Pasien sakit kritis menunjukkan atrofi otot yang menonjol, yang terjadi dengan cepat setelah masuk ICU
dan
menyebabkan hasil klinis yang buruk. Tingkat atrofi berbeda di antara otot-otot sebagai berikut:
ekstremitas atas: 0,7%-2,4%

per hari, ekstremitas bawah: 1,2%-3,0% per hari, dan diafragma 1,1%-10,9% per hari. Atrofi ini
disebabkan oleh berbagai faktor risiko seperti peradangan, imobilisasi, nutrisi, hiperglikemia, obat-
obatan, dan mekanik.

ventilasi. Atrofi otot harus dipantau secara noninvasif dengan USG di samping tempat tidur. USG bisa

menilai massa otot pada sebagian besar pasien, meskipun penilaian fisik terbatas pada hampir setengah
dari semua pasien sakit kritis karena gangguan kesadaran.
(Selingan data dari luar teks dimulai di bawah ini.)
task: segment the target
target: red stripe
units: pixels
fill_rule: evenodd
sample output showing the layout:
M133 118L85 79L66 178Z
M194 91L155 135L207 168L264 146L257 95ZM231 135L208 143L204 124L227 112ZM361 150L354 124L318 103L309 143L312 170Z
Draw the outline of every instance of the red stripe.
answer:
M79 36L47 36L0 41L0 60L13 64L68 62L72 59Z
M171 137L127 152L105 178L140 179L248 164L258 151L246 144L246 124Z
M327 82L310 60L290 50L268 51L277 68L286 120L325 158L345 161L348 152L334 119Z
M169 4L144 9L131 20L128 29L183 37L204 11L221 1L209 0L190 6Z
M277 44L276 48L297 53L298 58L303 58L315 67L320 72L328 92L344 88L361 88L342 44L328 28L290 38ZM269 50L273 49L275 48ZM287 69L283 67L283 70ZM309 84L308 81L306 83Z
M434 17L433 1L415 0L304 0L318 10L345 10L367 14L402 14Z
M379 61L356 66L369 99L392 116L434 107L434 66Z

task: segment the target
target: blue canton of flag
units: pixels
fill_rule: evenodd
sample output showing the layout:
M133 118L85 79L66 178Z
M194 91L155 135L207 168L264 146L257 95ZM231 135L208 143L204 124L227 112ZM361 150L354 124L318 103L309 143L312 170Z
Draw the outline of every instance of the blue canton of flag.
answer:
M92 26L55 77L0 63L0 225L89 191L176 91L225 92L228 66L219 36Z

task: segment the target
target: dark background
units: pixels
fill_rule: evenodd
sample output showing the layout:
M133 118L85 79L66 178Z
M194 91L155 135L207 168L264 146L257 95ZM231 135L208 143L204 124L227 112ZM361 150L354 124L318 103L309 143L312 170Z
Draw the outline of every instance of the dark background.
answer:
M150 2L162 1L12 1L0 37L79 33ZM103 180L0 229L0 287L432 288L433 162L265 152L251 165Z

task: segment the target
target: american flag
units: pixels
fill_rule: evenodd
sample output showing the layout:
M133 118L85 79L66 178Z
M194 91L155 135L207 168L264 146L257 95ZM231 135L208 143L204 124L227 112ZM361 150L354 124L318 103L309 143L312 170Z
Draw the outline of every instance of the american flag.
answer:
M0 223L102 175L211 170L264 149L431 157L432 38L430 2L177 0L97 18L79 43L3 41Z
Strategi penting untuk mencegah atrofi otot
adalah terapi fisik dan

stimulasi otot listrik. Stimulasi otot listrik sangat efektif untuk pasien dengan keterbatasan

terapi fisik. Mengenai atrofi diafragma, ventilasi mekanis harus disesuaikan untuk mempertahankan
pernapasan spontan dan titrasi tekanan inspirasi. Namun, waktu yang cukup dan jumlah nutrisi dalam
intervensi masih belum jelas. Penyelidikan lebih lanjut diperlukan untuk mencegah atrofi otot dan
meningkatkan jangka panjang

hasil.

Kematian akibat penyakit kritis telah menurun sebesar 35% di

beberapa dekade terakhir, disertai dengan peningkatan perhatian terhadap gangguan fungsional pada
korban (1). Sepertiga dari pasien memiliki

gangguan fungsional setelah keluar dari ICU, yang sekarang

dikenal sebagai post-intensive care syndrome (PICS) (2). GAMBAR

meliputi gangguan fungsi fisik, mental, dan kognitif

(3). Bahkan 5 tahun setelah perawatan intensif, fisik pasien

fungsi tidak kembali ke tingkat standar (4), dan sepertiga

yang selamat tidak pernah kembali bekerja (5). Kelemahan otot dan

atrofi yang diperoleh di ICU merupakan kontributor utama PICS (6).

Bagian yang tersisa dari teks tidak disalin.